As part of its continuing original research series on pre-Stonewall era LGBTQ individuals who lived in the Pioneer Valley of western Massachusetts, the Sexual Minorities Archives (SMA) of Holyoke will present a new history talk about Dr. Amber Starbuck and Mabel Stevens of Middlefield. The two women were an out lesbian couple who ran a wellness resort called the Big House in Middlefield from the 1920s to 1960s. The history talk, Stories of Our LGBTQ Ancestors: Dr. Amber Starbuck and Mabel Stevens, will be shown to the public for the first time twice in Northampton in the coming weeks. This event at the Center for the Arts is a collaboration between the Sexual Minorities Archives and Historic Northampton. Tickets available at the door are $10 general, $5 for students and elders.

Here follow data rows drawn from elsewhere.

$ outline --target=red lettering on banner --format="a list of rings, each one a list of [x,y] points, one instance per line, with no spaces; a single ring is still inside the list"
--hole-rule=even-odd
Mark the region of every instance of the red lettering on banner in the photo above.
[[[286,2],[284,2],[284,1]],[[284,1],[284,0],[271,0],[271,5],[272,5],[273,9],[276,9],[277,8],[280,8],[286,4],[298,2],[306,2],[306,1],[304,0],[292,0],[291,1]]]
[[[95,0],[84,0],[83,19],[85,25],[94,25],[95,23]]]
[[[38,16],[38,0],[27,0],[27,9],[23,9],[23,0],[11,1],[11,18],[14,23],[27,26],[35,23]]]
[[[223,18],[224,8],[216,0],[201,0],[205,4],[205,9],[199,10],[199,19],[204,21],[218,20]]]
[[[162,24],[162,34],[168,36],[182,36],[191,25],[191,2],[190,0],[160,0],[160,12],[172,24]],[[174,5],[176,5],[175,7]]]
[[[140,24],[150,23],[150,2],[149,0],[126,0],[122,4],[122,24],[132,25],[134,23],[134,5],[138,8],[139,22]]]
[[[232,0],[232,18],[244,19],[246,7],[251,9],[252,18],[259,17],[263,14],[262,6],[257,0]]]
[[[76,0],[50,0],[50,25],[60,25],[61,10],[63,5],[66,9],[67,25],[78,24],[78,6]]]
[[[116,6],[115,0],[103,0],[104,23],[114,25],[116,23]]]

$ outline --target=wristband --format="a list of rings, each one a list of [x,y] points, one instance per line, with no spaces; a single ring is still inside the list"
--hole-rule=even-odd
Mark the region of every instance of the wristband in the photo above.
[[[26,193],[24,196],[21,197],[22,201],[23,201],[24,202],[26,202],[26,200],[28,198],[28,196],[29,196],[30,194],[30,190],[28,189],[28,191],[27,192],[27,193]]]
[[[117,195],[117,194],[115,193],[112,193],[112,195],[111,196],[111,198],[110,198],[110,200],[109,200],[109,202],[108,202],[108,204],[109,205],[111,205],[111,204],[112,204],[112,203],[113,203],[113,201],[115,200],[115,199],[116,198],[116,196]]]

The story of Starbuck and Stevens is a compelling narrative of pre-Stonewall queer lives and queer community, of lesbians openly living in rural Massachusetts, and working women who were trailblazers as prominent community leaders in Springfield as well as Middlefield, MA. This talk is especially for those interested in LGBTQI+ history, women's and feminist history, early lesbian history in the Pioneer Valley, history of women's participation in community organizations (both women were involved in the Springfield YWCA), women's labor history in western Massachusetts, rural physicians and healthcare, gender non-conformity, and more.
The talk draws on a range of primary sources discovered and organized by the SMA -- including local news clippings, print ads and posters, Big House artifacts, Census and Ancestry.com records, and, most notably, photographs from a personal album compiled by Starbuck and Stevens, and images from the Big House photographed recently by the SMA. These sources provide the visuals for the talk.
Stories of Our LGBTQ Ancestors: Dr. Amber Starbuck and Mabel Stevens teaches the community about local movers and shakers who were instrumental in forming businesses and organizations well before the start of the modern LGBTQ Movement but whose histories have been hidden – until now.
The history talk is a 90-minute PowerPoint presentation full of found images and historical facts about the two women, their work and love relationship, followed by a Question and Answer session.
For those who want to learn more about Starbuck and Stevens, the SMA will offer at the talk a PDF of an accompanying 80-page, annotated SMA original research paper that includes photos not shown in the presentation, for an additional donation of $10.
The SMA’s team of researchers, led by Curator of the SMA, Ben Power, who is the Executive Director of the Sexual Minorities Educational Foundation, spent five years conducting in-depth research and compiled it into this new history talk. Everyone is welcome to attend. Both events are wheelchair-accessible.